Commits 5a0a42e (skill loader) → 5c023fd (bundle 21 skills) → 7bdb1bb (doc updates), 2026-04-13 21:28 → 21:40. ~12 minutes of commits. aaos-core::skill parses SKILL.md files per the AgentSkills specification. SkillRegistry manages loaded skills. skill_read tool serves full instructions and reference files with path traversal protection. Skill catalog injected into agent system prompts at spawn time (progressive disclosure tier 1). 21 production-grade skills bundled from addyosmani/agent-skills.
The "named agents after skills but never actually loaded them" bug — discovered in a self-reflection run later that same evening — was fixed in 66542bf (2026-04-13 22:37) by updating the Bootstrap manifest with explicit skill_read instructions.
Commits f1732d9 (revocation, 22:07) and f106d97 (max_invocations enforcement, 22:34). Both landed as integrations of findings from self-reflection runs. See reflection/ for the run-level detail of how those findings came about.
Phases B through E, plus security self-audit, SQLite memory, AgentSkills integration, revocation, constraint enforcement, and the Bootstrap-uses-skills fix all happened on a single calendar day (2026-04-13 10:47 → 22:37).
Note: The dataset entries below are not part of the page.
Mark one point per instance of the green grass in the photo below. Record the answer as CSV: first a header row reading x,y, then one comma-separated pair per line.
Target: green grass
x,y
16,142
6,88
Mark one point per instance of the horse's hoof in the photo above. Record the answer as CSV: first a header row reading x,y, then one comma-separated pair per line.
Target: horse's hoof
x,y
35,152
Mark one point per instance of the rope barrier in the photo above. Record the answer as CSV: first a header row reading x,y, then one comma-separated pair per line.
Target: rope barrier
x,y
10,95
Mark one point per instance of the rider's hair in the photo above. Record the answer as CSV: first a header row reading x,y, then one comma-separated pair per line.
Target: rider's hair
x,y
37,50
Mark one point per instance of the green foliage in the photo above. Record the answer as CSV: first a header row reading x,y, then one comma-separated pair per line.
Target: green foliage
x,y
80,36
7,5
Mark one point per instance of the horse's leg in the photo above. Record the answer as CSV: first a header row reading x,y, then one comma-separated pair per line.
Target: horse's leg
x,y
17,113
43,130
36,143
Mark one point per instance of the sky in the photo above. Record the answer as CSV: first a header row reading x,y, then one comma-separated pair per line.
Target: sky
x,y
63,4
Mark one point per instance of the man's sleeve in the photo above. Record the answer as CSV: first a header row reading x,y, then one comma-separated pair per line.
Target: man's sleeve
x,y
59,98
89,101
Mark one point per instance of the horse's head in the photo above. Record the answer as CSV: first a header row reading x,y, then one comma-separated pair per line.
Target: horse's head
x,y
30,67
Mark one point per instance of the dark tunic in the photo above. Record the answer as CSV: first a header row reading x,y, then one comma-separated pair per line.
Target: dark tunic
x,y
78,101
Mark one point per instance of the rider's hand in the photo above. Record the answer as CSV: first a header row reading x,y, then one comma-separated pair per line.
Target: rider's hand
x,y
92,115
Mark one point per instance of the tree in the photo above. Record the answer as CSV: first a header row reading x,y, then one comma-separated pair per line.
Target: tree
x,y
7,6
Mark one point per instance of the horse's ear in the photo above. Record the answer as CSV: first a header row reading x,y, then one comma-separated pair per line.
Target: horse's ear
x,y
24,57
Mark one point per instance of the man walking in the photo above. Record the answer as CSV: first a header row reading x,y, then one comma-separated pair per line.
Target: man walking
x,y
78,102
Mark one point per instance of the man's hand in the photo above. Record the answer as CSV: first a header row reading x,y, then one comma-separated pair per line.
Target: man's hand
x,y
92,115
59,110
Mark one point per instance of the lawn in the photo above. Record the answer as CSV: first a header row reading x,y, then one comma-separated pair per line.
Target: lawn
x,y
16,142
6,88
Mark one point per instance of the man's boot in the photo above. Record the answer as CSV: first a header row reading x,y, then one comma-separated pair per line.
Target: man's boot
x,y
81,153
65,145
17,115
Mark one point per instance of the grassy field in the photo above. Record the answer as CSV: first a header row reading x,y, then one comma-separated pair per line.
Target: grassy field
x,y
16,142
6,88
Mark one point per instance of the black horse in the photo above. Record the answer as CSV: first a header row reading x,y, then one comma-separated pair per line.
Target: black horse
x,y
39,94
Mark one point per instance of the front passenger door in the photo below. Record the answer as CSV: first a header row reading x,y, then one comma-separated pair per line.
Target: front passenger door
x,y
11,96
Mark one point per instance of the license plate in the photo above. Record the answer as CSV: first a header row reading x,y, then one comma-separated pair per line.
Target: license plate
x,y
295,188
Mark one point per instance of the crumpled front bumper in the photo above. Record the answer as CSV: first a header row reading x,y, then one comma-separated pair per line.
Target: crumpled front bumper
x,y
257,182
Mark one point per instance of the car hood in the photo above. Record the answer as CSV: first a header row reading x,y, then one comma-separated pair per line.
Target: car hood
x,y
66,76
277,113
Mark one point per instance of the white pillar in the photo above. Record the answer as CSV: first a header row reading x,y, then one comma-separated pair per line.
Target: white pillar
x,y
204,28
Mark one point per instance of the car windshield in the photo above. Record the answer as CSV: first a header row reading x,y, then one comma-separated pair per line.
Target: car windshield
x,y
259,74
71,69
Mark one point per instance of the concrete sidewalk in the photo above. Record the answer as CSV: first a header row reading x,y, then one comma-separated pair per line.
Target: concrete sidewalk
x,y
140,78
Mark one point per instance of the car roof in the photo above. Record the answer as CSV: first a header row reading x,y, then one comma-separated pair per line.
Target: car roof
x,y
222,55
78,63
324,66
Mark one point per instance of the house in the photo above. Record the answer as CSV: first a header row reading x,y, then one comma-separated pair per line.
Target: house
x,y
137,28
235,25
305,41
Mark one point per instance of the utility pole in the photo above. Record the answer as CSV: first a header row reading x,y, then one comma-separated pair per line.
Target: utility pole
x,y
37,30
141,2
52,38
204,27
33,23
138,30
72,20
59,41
That is not "48 hours like Phase A" or "a few hours per phase" — it is one long sustained day of design → implement → review → ship cycles, with multiple self-reflection runs woven through.
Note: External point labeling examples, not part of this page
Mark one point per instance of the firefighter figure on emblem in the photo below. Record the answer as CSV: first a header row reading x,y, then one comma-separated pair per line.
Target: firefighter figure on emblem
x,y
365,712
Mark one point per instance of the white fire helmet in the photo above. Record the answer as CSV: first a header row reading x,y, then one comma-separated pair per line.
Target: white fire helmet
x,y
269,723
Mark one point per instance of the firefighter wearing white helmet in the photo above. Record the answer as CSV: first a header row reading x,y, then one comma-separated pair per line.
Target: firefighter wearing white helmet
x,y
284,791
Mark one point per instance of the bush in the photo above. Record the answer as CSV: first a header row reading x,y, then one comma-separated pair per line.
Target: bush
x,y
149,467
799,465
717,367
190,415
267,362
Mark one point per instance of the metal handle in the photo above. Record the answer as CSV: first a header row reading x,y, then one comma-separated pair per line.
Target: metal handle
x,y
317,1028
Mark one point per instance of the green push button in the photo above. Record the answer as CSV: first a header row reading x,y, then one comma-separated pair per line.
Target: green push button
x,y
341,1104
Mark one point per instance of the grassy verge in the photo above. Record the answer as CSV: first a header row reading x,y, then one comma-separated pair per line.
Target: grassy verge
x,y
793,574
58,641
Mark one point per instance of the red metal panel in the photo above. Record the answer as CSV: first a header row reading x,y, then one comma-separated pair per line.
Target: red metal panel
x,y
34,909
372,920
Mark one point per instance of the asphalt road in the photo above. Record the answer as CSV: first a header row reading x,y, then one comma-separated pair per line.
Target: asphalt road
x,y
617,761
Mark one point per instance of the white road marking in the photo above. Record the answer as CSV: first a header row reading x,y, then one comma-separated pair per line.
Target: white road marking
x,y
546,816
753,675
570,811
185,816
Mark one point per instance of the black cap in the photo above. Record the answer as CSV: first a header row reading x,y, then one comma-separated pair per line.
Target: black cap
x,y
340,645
The build process itself went through phases:
- Phase A: Continuous design–build–validate loop across two Claude sessions.
- Phase B: Added subagent-driven development and multi-model peer review.
- Phase C: Formalized the multi-model peer review step with alternative-evaluation prompts.
- Phase D: Shifted from "human specifies, model implements" to "human casts vision, model + reviewers converge on scope." Peer review filtered by human judgment against the vision.
- Phase E and after: The runtime started reading its own code. Self-reflection runs begin — documented in
reflection/.
The remaining chronicle — Runs 1 through 5, what they found, what shipped, what we corrected about our own cost estimates along the way — lives in reflection/. Cross-cutting lessons that apply beyond any single run or phase are in patterns.md.